Combine data frames with columns of class `labelled`
Arguments
- ...
data frames to bind together, potentially with columns of class "labelled". The first argument can be a list of data frames, similar to `plyr::rbind.fill`.
- labels
A named list providing vectors of value labels or describing how to handle columns of class `labelled`. See details for usage.
- warn
Logical indicating to warn if combining variables with different value labels. Defaults to TRUE.
Details
The argument `labels` provides options for how to handle binding of columns of class `labelled`. Typical use is to provide a named list with elements for each labelled column. Elements of the list are either a vector of labels that should be applied to the column or the character string "concatenated", which indicates that labels should be concatenated such that all unique labels are distinct values in the combined vector. This is accomplished by converting to character strings, binding, and then casting back to labelled. For labelled columns for which labels are not provided in the `label` argument, the default behaviour is that the labels from the first data frame with labels for that column are inherited by the combined data.
See examples.
Examples
df1 <- data.frame(
area = haven::labelled(c(1L, 2L, 3L), c("reg 1"=1,"reg 2"=2,"reg 3"=3)),
climate = haven::labelled(c(0L, 1L, 1L), c("cold"=0,"hot"=1))
)
df2 <- data.frame(
area = haven::labelled(c(1L, 2L), c("reg A"=1, "reg B"=2)),
climate = haven::labelled(c(1L, 0L), c("cold"=0, "warm"=1))
)
# Default: all data frames inherit labels from first df.
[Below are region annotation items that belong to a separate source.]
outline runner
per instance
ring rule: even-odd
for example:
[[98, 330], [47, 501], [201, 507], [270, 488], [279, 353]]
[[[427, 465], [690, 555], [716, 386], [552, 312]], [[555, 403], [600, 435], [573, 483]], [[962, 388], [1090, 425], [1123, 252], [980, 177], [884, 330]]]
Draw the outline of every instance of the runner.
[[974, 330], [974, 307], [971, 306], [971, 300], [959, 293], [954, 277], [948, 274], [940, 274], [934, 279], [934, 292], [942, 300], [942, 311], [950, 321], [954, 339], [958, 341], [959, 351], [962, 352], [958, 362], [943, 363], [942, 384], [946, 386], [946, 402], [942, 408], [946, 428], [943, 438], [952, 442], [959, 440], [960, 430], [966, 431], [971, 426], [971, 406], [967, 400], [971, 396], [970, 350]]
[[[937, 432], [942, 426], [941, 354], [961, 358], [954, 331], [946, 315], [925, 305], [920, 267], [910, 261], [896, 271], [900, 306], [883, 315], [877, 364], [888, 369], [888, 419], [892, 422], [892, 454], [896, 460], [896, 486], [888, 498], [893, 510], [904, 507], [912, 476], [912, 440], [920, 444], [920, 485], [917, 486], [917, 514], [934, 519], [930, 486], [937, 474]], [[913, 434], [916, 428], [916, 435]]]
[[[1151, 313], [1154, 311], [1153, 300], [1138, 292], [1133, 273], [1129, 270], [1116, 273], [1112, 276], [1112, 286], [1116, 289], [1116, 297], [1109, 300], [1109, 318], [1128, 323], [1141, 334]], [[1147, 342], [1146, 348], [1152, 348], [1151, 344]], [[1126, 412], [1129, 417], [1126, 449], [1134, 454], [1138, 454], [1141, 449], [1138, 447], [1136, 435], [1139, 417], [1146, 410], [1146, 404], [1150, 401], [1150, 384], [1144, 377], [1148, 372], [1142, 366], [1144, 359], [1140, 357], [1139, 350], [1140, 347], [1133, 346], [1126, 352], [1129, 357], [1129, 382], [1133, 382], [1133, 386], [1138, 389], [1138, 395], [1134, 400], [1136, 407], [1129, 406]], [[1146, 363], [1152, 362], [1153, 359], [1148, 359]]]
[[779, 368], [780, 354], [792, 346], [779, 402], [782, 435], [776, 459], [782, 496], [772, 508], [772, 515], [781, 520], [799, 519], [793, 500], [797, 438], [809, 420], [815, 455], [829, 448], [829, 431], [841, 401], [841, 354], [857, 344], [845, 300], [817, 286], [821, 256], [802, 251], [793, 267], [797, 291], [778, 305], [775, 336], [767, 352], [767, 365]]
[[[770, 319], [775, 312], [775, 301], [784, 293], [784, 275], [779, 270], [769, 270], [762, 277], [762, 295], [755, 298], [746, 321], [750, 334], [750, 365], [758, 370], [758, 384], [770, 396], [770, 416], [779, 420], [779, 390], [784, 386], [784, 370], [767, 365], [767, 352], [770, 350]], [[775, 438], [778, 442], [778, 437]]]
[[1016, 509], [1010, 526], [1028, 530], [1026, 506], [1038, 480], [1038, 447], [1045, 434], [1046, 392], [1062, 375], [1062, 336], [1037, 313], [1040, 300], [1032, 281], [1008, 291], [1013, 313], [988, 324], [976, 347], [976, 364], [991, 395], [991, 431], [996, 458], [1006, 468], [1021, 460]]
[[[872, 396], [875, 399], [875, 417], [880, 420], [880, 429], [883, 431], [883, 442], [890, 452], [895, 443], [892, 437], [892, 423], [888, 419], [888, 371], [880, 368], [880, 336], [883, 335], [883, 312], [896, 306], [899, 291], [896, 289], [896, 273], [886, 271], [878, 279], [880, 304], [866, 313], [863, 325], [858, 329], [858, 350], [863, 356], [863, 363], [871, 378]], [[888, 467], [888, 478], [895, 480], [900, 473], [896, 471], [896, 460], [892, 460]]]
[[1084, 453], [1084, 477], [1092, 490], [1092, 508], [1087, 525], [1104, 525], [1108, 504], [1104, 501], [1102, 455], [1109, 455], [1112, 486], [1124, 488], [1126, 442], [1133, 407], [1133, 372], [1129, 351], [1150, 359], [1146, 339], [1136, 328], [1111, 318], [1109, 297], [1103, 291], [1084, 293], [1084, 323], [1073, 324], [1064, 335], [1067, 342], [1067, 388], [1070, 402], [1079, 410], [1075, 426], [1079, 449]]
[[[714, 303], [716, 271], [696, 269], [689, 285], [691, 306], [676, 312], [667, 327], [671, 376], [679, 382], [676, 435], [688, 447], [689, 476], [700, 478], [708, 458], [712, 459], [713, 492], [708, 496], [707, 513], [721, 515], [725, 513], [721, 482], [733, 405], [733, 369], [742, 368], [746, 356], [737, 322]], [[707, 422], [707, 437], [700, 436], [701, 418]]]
Incorrect if
# "reg 1" and "reg A" are from different countries, for example.
dfA <- rbind_labelled(df1, df2)
#> Warning: Some variables have non-matching value labels: area, climate.
#> Inheriting labels from first data frame with labels.
haven::as_factor(dfA)
#> area climate
#> 1 reg 1 cold
#> 2 reg 2 hot
#> 3 reg 3 hot
#> 4 reg 1 hot
#> 5 reg 2 cold
# Concatenate value labels for "area". Regions are coded separately,
# and original integer values are lost (by necessity of more levels now).
# For "climate", codes "1 = hot" and "1 = warm", are coded as the same
# outcome, inheriting "1 = hot" from df1 by default.
dfB <- rbind_labelled(df1, df2, labels=list(area = "concatenate"))
#> Warning: Some variables have non-matching value labels: climate.
#> Inheriting labels from first data frame with labels.
dfB
#> area climate
#> 1 1 0
#> 2 2 1
#> 3 3 1
#> 4 4 1
#> 5 5 0
haven::as_factor(dfB)
#> area climate
#> 1 reg 1 cold
#> 2 reg 2 hot
#> 3 reg 3 hot
#> 4 reg A hot
#> 5 reg B cold
# We can specify to code as "1=warm/hot" rather than inheriting "hot".
dfC <- rbind_labelled(df1, df2,
labels=list(area = "concatenate", climate = c("cold"=0, "warm/hot"=1)))
dfC$climate
#> <labelled<integer>[5]>
#> [1] 0 1 1 1 0
#>
#> Labels:
#> value label
#> 0 cold
#> 1 warm/hot
haven::as_factor(dfC)
#> area climate
#> 1 reg 1 cold
#> 2 reg 2 warm/hot
#> 3 reg 3 warm/hot
#> 4 reg A warm/hot
#> 5 reg B cold
# Or use `climate="concatenate"` to code "warm" and "hot" as different.
dfD <- rbind_labelled(df1, df2,
labels=list(area = "concatenate", climate="concatenate"))
dfD
#> area climate
#> 1 1 1
#> 2 2 2
#> 3 3 2
#> 4 4 3
#> 5 5 1
haven::as_factor(dfD)
#> area climate
#> 1 reg 1 cold
#> 2 reg 2 hot
#> 3 reg 3 hot
#> 4 reg A warm
#> 5 reg B cold